For the past six months, there has been a little tug of war going on along the Potomac River.

That's because the Prince George's County Police Department thought it had jurisdiction over not just the 300 acres of waterfront property that makes up National Harbor but also the waters off its shores.

Prince George's officials said the Maryland Natural Resources Police told the county that because of a lack of staffing, they would not be able to provide patrols at National Harbor.

"So, we would be the primary law enforcement agency and fire department for National Harbor," Vernon Herron, the county's director of public safety, said this week.

But the Maryland Natural Resources Police say the waterway is the state's territory, not the county's.

"They may be [in charge] on the land side," said Capt. William Bates, commander of the southern region for the Natural Resources Police. "But on the water we are the principal law enforcement agency."

All of the confusion appears to have been based on outdated information.

Prince George's was told a year ago, Herron said, that the state would not provide patrols on the Potomac River and that it would cede responsibility to the county.

"I should have checked since the new governor was elected," Herron said yesterday.

The massive nature of the development -- with its 7.3 million square feet of mixed-use community space, 4,000 hotel rooms, 2,500 homes, restaurants, two piers and two marinas -- is requiring the county and state to beef up security -- on land and on the river.

Bates said National Harbor will pose no more of a security risk than any other dense commercial area abutting the water, such as Baltimore's Inner Harbor. He said the state Natural Resources Police work in conjunction with a marine unit in Baltimore to patrol the Inner Harbor area.

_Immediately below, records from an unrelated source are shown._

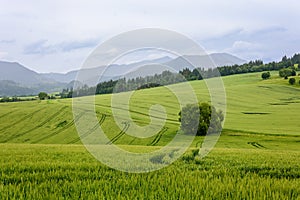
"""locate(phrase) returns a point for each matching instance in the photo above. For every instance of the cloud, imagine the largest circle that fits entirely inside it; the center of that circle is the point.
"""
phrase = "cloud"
(42, 47)
(65, 28)
(2, 54)
(7, 41)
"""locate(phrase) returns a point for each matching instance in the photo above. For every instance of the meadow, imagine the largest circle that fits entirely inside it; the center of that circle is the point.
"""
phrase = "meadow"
(256, 157)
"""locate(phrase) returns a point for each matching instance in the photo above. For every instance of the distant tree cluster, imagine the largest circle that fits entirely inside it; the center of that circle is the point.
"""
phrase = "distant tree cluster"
(15, 99)
(287, 67)
(200, 119)
(123, 85)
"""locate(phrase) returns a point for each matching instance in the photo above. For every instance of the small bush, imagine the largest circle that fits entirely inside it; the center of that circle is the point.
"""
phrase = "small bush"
(265, 75)
(292, 81)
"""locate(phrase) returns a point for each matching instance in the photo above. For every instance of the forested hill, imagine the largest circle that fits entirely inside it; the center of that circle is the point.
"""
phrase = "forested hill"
(166, 77)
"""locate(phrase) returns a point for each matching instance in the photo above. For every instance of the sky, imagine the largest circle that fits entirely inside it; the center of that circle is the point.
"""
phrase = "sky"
(57, 36)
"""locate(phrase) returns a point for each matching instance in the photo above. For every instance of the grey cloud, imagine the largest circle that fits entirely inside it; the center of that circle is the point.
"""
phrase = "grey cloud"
(42, 47)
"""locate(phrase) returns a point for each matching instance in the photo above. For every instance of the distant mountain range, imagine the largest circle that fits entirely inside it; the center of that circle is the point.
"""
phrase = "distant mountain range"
(15, 79)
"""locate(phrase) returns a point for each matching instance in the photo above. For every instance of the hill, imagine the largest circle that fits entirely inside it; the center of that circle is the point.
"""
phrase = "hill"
(253, 106)
(33, 82)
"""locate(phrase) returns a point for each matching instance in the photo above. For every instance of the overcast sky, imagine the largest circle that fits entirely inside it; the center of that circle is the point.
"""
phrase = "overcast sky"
(57, 36)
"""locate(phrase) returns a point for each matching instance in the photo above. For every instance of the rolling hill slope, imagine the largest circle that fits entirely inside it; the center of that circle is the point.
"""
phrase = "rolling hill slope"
(253, 106)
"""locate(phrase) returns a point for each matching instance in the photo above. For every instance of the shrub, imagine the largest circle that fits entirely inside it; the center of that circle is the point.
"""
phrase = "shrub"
(265, 75)
(200, 119)
(287, 72)
(292, 81)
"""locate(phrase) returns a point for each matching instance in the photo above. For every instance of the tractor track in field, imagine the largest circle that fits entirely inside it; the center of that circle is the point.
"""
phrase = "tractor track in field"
(158, 136)
(70, 124)
(20, 120)
(6, 114)
(101, 121)
(39, 125)
(105, 106)
(120, 134)
(256, 145)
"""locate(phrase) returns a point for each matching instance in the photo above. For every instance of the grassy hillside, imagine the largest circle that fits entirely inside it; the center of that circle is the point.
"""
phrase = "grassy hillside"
(254, 106)
(256, 157)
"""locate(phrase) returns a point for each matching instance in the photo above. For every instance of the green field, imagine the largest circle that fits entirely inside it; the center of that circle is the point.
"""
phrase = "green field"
(256, 157)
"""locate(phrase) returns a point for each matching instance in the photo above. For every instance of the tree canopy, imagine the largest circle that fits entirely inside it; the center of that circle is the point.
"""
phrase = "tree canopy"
(201, 119)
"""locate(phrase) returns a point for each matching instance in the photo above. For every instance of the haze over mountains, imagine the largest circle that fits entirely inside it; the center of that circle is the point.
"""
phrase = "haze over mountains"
(15, 79)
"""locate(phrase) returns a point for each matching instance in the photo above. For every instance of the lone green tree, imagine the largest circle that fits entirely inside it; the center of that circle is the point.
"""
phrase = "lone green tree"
(265, 75)
(43, 95)
(200, 119)
(292, 81)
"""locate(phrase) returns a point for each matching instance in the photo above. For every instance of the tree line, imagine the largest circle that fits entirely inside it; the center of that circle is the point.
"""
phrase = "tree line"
(286, 67)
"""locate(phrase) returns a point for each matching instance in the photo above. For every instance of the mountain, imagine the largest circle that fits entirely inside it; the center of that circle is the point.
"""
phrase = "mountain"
(112, 72)
(11, 88)
(18, 73)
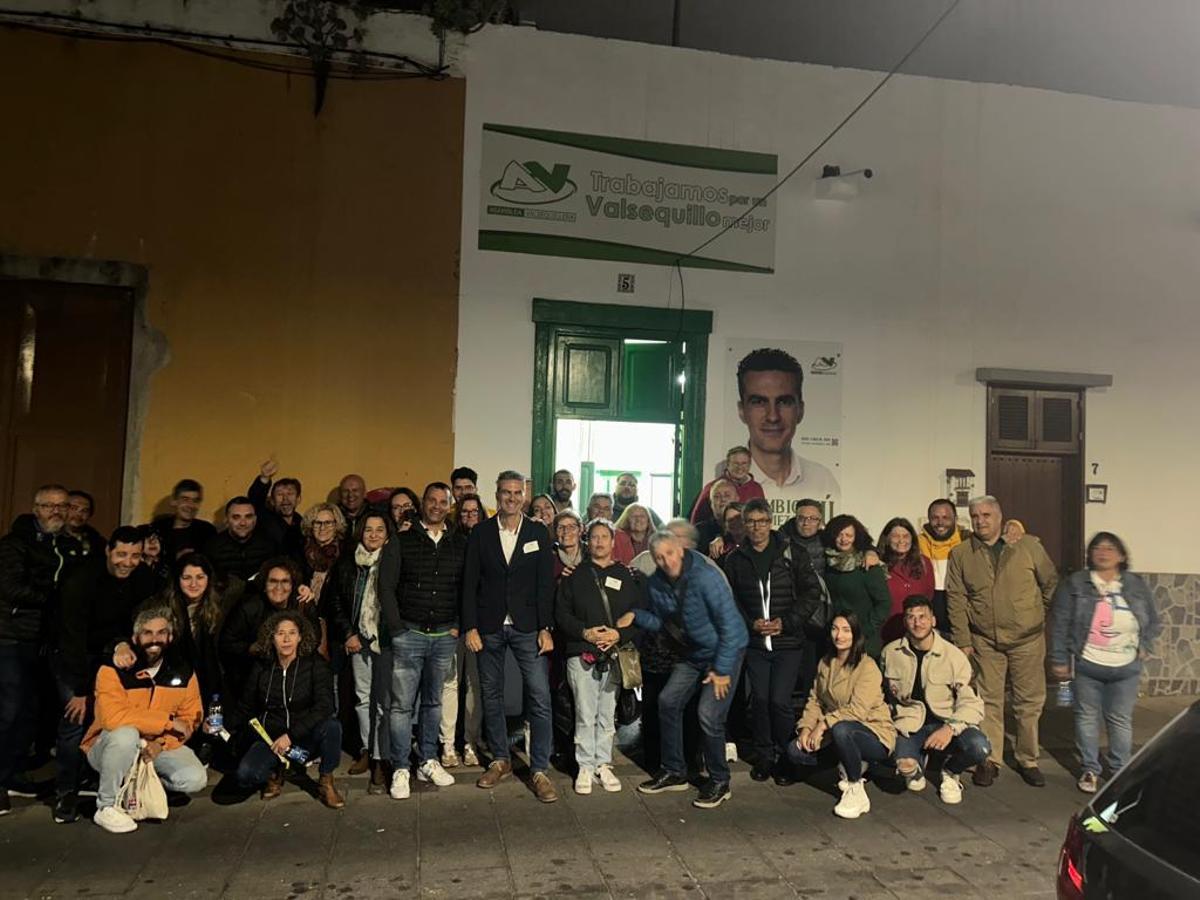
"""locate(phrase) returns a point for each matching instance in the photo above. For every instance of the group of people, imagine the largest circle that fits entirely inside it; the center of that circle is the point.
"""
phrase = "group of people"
(185, 647)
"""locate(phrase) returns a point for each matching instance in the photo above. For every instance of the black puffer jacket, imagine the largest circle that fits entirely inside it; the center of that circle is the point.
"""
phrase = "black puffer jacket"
(580, 606)
(231, 556)
(30, 564)
(420, 582)
(795, 592)
(292, 701)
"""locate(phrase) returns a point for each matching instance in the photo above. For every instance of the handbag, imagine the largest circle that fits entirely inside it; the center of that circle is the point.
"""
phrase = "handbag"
(628, 658)
(142, 795)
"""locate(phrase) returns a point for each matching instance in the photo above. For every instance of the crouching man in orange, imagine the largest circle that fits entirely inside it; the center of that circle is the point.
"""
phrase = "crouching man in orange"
(155, 702)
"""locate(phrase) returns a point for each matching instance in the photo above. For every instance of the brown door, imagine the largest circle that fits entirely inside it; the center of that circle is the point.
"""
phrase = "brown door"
(64, 393)
(1044, 493)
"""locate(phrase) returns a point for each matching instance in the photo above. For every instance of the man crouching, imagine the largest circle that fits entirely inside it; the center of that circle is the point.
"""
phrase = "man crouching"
(156, 701)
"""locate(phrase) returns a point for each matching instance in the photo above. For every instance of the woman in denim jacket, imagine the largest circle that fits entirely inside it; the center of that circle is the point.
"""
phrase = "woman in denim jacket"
(1104, 623)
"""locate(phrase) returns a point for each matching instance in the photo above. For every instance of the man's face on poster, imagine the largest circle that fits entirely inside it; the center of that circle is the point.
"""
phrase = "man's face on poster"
(771, 409)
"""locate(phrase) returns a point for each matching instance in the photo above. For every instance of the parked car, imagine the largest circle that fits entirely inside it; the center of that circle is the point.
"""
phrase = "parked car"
(1140, 835)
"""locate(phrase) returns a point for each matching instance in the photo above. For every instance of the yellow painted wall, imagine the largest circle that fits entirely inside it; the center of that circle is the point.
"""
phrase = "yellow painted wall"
(303, 270)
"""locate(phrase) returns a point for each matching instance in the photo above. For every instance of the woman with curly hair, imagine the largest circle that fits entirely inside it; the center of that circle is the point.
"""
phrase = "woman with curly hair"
(291, 693)
(863, 592)
(909, 573)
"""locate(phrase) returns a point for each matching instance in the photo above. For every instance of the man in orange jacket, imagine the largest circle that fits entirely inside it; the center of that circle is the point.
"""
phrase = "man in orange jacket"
(150, 708)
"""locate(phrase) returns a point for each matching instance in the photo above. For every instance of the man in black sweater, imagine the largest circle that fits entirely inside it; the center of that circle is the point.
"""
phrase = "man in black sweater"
(420, 579)
(509, 604)
(243, 546)
(97, 605)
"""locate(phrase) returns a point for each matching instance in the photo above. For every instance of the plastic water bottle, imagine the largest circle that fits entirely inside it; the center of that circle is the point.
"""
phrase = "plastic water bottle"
(216, 717)
(1065, 694)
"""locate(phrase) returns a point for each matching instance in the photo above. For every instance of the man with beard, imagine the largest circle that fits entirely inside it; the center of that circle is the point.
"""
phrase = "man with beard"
(157, 701)
(30, 563)
(276, 505)
(562, 486)
(625, 495)
(96, 609)
(941, 534)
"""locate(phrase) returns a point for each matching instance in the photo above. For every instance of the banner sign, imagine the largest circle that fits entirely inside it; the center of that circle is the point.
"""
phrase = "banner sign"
(787, 413)
(592, 197)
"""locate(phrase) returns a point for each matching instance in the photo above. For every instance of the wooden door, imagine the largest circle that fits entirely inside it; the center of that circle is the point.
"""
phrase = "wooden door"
(1044, 492)
(65, 353)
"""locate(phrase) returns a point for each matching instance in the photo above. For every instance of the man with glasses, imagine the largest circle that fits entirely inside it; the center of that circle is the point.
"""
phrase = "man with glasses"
(777, 591)
(30, 565)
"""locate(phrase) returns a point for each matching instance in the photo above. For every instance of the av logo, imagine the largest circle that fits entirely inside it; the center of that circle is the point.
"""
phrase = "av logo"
(531, 184)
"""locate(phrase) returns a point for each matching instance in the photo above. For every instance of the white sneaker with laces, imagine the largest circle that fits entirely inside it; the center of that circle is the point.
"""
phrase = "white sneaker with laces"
(432, 771)
(114, 821)
(853, 802)
(951, 790)
(400, 789)
(583, 780)
(609, 780)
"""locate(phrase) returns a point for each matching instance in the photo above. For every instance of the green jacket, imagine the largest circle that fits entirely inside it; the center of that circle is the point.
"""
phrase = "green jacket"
(863, 592)
(1003, 603)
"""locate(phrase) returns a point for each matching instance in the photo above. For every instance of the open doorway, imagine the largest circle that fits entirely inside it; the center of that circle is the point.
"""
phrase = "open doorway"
(621, 389)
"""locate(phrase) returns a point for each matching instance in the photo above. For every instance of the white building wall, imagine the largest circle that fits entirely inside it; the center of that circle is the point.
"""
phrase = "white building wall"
(1006, 227)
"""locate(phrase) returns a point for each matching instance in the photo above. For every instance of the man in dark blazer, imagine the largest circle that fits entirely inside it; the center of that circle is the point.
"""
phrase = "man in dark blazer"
(509, 604)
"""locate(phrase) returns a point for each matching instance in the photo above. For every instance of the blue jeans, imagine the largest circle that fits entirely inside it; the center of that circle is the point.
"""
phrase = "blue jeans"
(258, 763)
(965, 750)
(685, 679)
(18, 706)
(537, 694)
(1109, 693)
(851, 743)
(420, 663)
(595, 711)
(114, 753)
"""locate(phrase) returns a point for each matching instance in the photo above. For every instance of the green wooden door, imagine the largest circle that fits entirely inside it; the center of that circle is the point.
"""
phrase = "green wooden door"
(622, 364)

"Right now there is no marine unit set up in Prince George's," Bates said. "They have no marine patrol. If they don't have a marine patrol tomorrow, it is still the state's responsibility."

The marine units are designed to watch out for drunken boaters, handle accidents and provide a police presence on the water.

Despite the confusion surrounding the water patrols, Herron said the county has met with the state to discuss possible emergency situations. He said policing and security at the development will be in order.

For example, he said, if National Harbor needed to evacuate because of a terrorist attack, state police would be responsible for the interstate highways, and county police would handle things inside National Harbor.

On the water, Natural Resources Police have already started to patrol the area 16 hours a day with two-man crews.

Herron said the county has bought a half-million-dollar fire boat to handle suppression calls. It also plans to buy three patrol boats, which will allow for 24-hour patrols when National Harbor opens next year.

In addition to the patrols on the water, the county will add 50 officers to a police district in the south part of Prince George's to cover National Harbor.

"It's almost like a brand new city down there," Herron said.